History: During the last few decades and especially since the 1990s, Western-invented text communication technologies have become increasingly prevalent in the Arab world, such as personal computers, the World Wide Web, email, bulletin board systems, IRC, instant messaging and mobile phone text messaging. Most of these technologies originally had the ability to communicate using the Latin alphabet only, and some of them still do not have the Arabic alphabet as an optional feature. As a result, Arabic speaking users communicated in these technologies by transliterating the Arabic text in to English using the Latin script. To handle those Arabic letters that do not have an approximate phonetic equivalent in the Latin script, numerals and other characters were appropriated. For example, the Latin numeral "3" is used to represent the Arabic letter "ayn".
There is no universal name for this type of transliteration, as it is relatively young and is only used in an informal setting. Some people have christened it Arabic Chat Alphabet because it was most often used to communicate on online chat services, the main name is "Aralish" or "Arabish" (as "Ara"/"Arab" stands for the first letters of "Arabic" and "Lish"/"ish" stands for the last letters of "English"), Egypt was one of the first countries if not the first one which used it, also there are some people who names it Franco-Arab.
Usage: Online communication, such as IRC, bulletin board systems, and blogs, are often run on systems or over protocols which don't support codepages or alternate charactersets.
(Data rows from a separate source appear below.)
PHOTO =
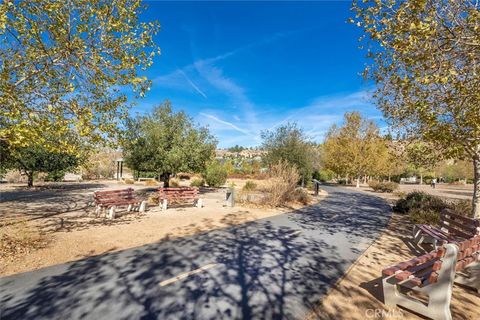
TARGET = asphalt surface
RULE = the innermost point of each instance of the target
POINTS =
(275, 268)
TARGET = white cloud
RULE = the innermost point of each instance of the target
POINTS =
(194, 86)
(226, 123)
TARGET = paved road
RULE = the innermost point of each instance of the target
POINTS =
(275, 268)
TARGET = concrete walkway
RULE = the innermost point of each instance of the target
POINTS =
(276, 268)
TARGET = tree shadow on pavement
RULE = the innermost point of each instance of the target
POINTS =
(268, 269)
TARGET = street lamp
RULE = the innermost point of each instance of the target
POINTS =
(119, 168)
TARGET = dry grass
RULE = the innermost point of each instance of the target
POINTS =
(280, 187)
(19, 239)
(151, 183)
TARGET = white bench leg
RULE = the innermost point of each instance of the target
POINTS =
(470, 276)
(143, 206)
(111, 214)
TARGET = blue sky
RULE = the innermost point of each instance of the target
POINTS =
(244, 67)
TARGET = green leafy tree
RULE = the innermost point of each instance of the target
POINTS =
(33, 159)
(289, 143)
(422, 157)
(354, 149)
(70, 64)
(426, 66)
(167, 142)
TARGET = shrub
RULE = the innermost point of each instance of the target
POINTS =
(425, 208)
(323, 175)
(424, 216)
(215, 175)
(174, 183)
(374, 184)
(280, 187)
(184, 176)
(249, 186)
(154, 199)
(15, 176)
(301, 195)
(383, 186)
(420, 200)
(197, 183)
(151, 183)
(462, 207)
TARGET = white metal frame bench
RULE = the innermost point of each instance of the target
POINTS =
(453, 227)
(432, 276)
(179, 195)
(112, 199)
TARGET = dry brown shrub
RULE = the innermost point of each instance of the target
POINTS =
(154, 199)
(129, 181)
(151, 183)
(301, 196)
(280, 186)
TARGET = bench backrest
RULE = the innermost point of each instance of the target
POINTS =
(112, 196)
(178, 193)
(458, 225)
(428, 266)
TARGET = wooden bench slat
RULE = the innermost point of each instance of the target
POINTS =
(463, 227)
(466, 220)
(110, 198)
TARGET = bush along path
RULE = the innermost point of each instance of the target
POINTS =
(271, 268)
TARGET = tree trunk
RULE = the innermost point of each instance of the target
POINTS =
(165, 177)
(476, 187)
(30, 179)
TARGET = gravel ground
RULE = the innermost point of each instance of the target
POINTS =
(63, 214)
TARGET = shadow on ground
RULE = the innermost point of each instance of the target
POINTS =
(276, 268)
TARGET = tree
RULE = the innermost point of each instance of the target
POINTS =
(422, 157)
(236, 149)
(101, 164)
(36, 158)
(426, 62)
(167, 143)
(70, 64)
(289, 143)
(353, 149)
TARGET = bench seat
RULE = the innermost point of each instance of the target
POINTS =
(112, 199)
(179, 195)
(432, 275)
(452, 228)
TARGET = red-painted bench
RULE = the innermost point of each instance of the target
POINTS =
(453, 227)
(432, 276)
(112, 199)
(179, 195)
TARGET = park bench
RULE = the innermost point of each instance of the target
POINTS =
(424, 284)
(179, 195)
(453, 227)
(115, 198)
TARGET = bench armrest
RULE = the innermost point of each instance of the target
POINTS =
(413, 262)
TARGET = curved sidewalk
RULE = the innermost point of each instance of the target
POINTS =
(278, 267)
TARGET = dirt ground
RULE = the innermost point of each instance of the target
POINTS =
(359, 295)
(68, 230)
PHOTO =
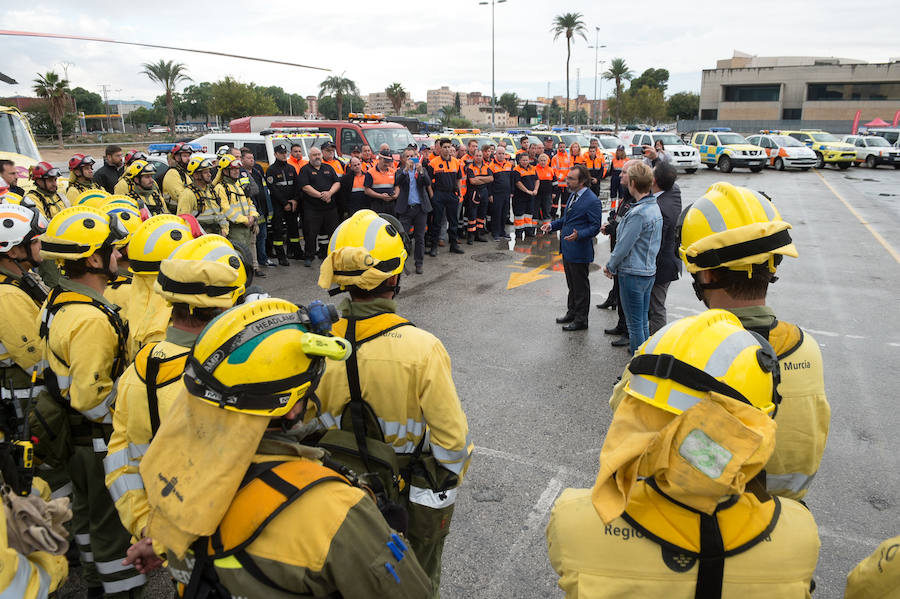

This system has gained common use and can be seen even in domain names such as "Qal3ah".
It is most commonly used by youths in the Arab world in very informal settings, for example communicating with friends or other youths. Aralish is never used in formal settings and is rarely, if ever, used for long communications. The length of any single communication in Aralish rarely ever exceeds more than a few sentences at a time.
Even though the Arabic Language is well integrated with every Windows XP and Macs, people still use it in Arabic Forums and Instant Messenging programs such as MSN Messenger and Yahoo Messenger because they don't always have Arabic keyboards.
Comparisons: Because of the informal nature of this system, there is no single "correct" way, so some character usage overlaps (eg 6, which is used sometimes for both "tah" and "hah").
Most of the characters in the system make use of the roman character (as used in English) that best approximates phonetically the Arabic letter that one wants to express (for example, "kaf" corresponds to k). This may sometimes vary due to regional variations in the pronunciation of the Arabic letter (eg. "geem" might be transliterated as j in the Gulf dialect, or as g in the Egyptian dialect).
Those letters that do not have a close phonetic approximate in roman are often expressed using numerals or other characters. These have been selected so that the numeral graphically approximate the Arabic letter that one wants to express (eg. "ayn" is represented using the numeral 3 because the latter looks like a horizontal reflection of the former).
Since many letters are distinguished from others solely by a dot above or below the main character, the conversions frequently used the same letter or number with a comma or apostrophe added before or after (eg. 3' is used to represent "gheen").